Component additivity

When two component motions A and B sum to create a composite motion A + B, the pursuit system exhibits component additivity if its response during the composite motion equals the sum of its responses during the components tracked individually. For example, horizontal (h) and vertical (v) sinusoidal motions that are 90° out of phase sum to create a circular (c) motion. Component additivity implies that Rh (t) + Rv (t) = Rc (t) where Rh (t), Rv (t), Rc (t) represent the firing rates along horizontal, vertical, and circle trajectories at time t. Similarly, 45° diagonal (d45) and 135° diagonal (d135) sinusoidal motions sum to create a circular motion with Rd45 (t) + Rd135 (t) = Rc (t).

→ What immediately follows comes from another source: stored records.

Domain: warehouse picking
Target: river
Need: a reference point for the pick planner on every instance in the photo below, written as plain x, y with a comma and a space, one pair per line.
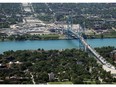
52, 44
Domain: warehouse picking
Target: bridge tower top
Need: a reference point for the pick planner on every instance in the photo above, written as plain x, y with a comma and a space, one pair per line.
69, 21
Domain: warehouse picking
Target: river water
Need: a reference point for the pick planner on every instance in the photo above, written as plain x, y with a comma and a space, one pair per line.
52, 44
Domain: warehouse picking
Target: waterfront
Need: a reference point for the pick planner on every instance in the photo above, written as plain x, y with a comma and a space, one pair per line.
53, 44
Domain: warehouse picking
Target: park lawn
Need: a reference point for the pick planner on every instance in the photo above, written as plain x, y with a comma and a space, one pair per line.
60, 83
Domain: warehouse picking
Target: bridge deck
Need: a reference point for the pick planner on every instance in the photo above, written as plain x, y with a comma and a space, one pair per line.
106, 66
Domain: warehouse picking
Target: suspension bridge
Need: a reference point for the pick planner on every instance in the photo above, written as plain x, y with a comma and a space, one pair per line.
86, 47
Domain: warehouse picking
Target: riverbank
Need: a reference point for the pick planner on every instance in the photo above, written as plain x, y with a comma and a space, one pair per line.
52, 44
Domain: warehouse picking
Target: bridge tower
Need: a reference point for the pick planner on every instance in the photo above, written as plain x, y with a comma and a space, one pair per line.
81, 46
69, 23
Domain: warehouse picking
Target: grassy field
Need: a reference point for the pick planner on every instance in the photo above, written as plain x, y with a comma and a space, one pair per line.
60, 83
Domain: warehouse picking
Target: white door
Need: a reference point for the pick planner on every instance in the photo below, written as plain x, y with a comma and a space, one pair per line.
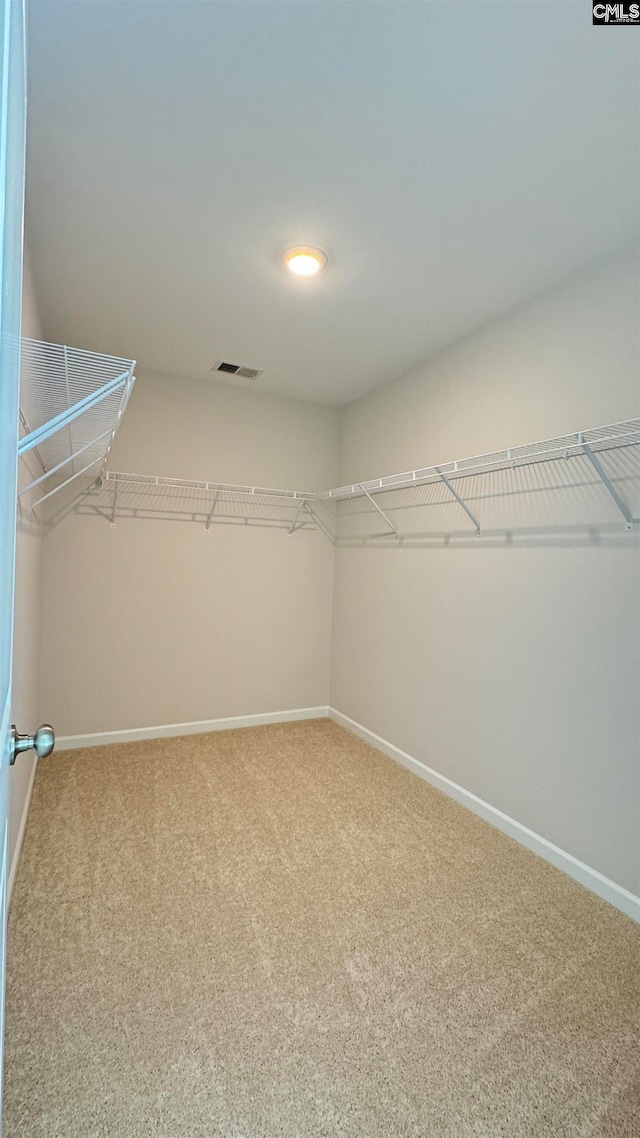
11, 198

Component additivity was observed for all of the neurons studied. This is illustrated in Fig. 7 for the four neurons described in the preceding text. Each set of three traces in this figure depicts the modulation in firing rate relative to baseline during circular tracking (thick lines), summed horizontal and vertical sinusoidal tracking (medium lines), and summed tracking along 45 and 135° diagonals (thin lines). In each case, a good correspondence among the three traces indicates component additivity. In particular, additivity held for the CW and CCW neurons. chi 2 tests indicated nonsignificant (P > 0.94) differences in modulation profile during circular and summed component pursuit (CW vs. h v, CW vs. d45 + d135, CCW vs. h + v, CCW vs. d45 + d135) for all 69 neurons.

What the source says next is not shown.